Она засмеялась заливистым смехом.
— Подарили! Поклонники.
«Поклонники — читай любовники», — с усмешкой подумал Конрад.
— Как у тебя с личным? — поинтересовалась женщина.
Они как раз садились в экипаж. Мишель подобрала юбки, мелькнув изящной ножкой в шелковом чулке.
Они устроились на сиденье, и Мишель сжала руку Конрада.
— Собираюсь жениться, — ответил он.
— Жениться?
Ее сияющие глаза и алые губы были очень близко.
— Да.
— На австралийке?
Он кивнул. Мишель рассмеялась.
— Думала, ты, как я: грешная свобода милее священных уз брака!
— Значит, ты не замужем?
— Конечно, нет! При той суматошной жизни, которую я веду…
— Однако от предложений нет отбоя?
— Угадал! Уже устала всем отказывать.
— Тогда соглашайся.
— Может быть! Женишься — расскажешь, стоит ли кидаться в этот омут. Хотя у нас разные представления о браке, вернее, о роли женщины… Тебе, разумеется, нужна преданная жена, хорошая хозяйка, женщина, для которой твое слово — закон!

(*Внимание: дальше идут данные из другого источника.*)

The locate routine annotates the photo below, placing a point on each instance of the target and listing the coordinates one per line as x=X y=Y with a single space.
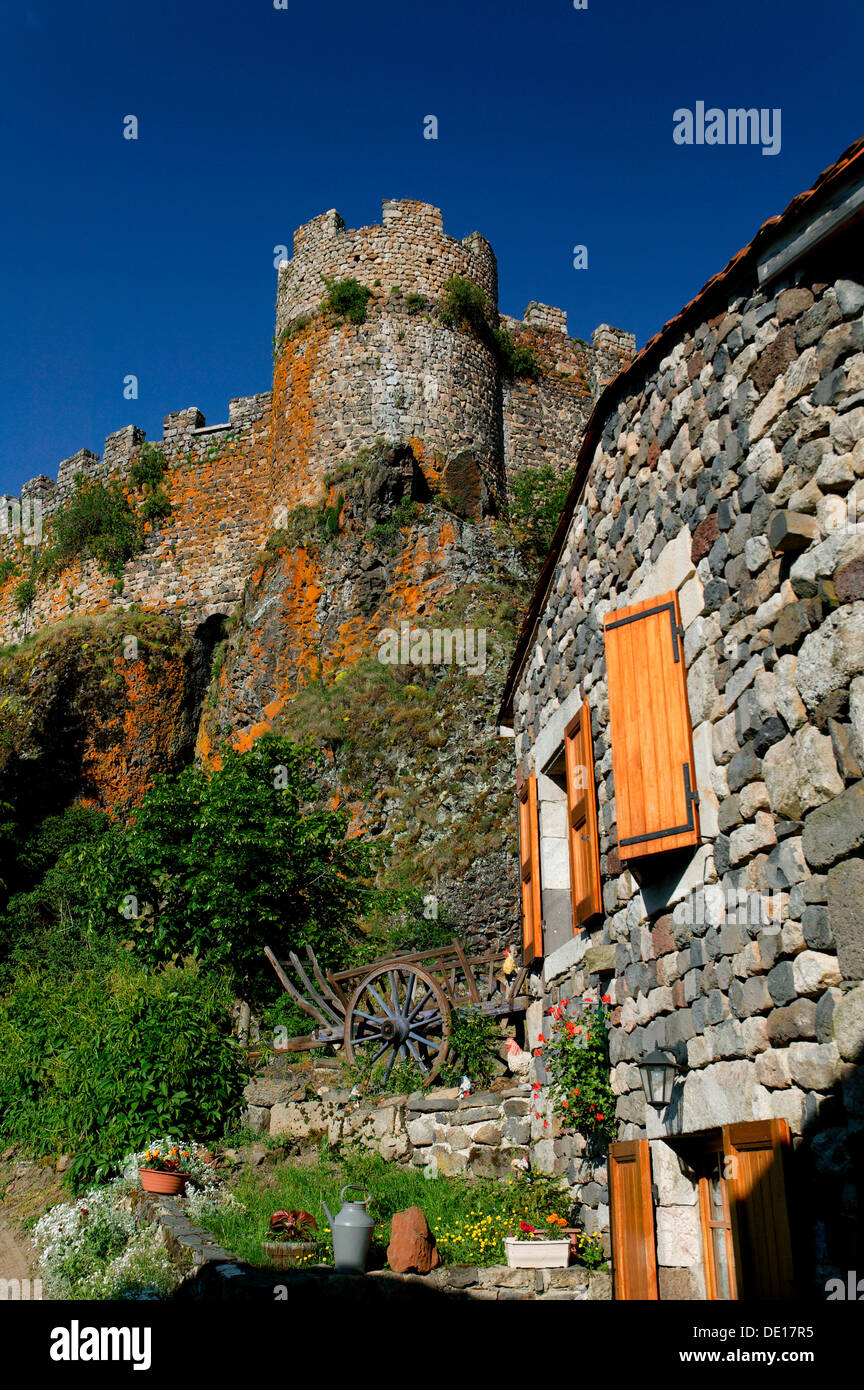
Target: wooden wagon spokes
x=399 y=1009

— Не совсем так, но почти, — сказал Конрад. — Между прочим, я уже был женат — на американке. У меня есть дочь, она живет со мной.
— Сколько ей?
— Восемь.
Женщина помолчала. Потом произнесла серьезно:
— Что ж, я немножко тебе завидую.
Экипаж свернул на узкую боковую улочку, где небо светилось между темных крыш синей шелковой лентой.
— Так ты остановишься у меня? — спросила Мишель.
— Если у тебя есть комната для гостей.
— В моем доме все комнаты для гостей! — Она снова засмеялась. — Я рада, что ты согласился! Сейчас устроим небольшую передышку, позавтракаем и поболтаем, а потом я покажу тебе город.
Конрад улыбался. Удивительное чувство свободы и радости переполняло его.
— Никак не могу угнаться за тобой, — заметил он, имея в виду речь Мишель, — мой французский слишком медленный.
— Я истинная дочь своего народа, а ты чужеземец. Хотя мы с тобой, кажется, чем-то похожи… Тебе нравится Париж?
— Не то слово. Я в восторге!
— Понимаю. Знаешь, у каждого свой Париж, всякий видит его по-своему: так мы смотрим и на людей. И я думаю, мы видим этот город почти одинаково.
— Вряд ли. Ты француженка, я австралиец. То, что знакомо тебе, мне неведомо. По-моему, Париж не любит иноземцев.
Мишель чуть заметно усмехнулась.
— Подожди, я еще докажу тебе, что это не так!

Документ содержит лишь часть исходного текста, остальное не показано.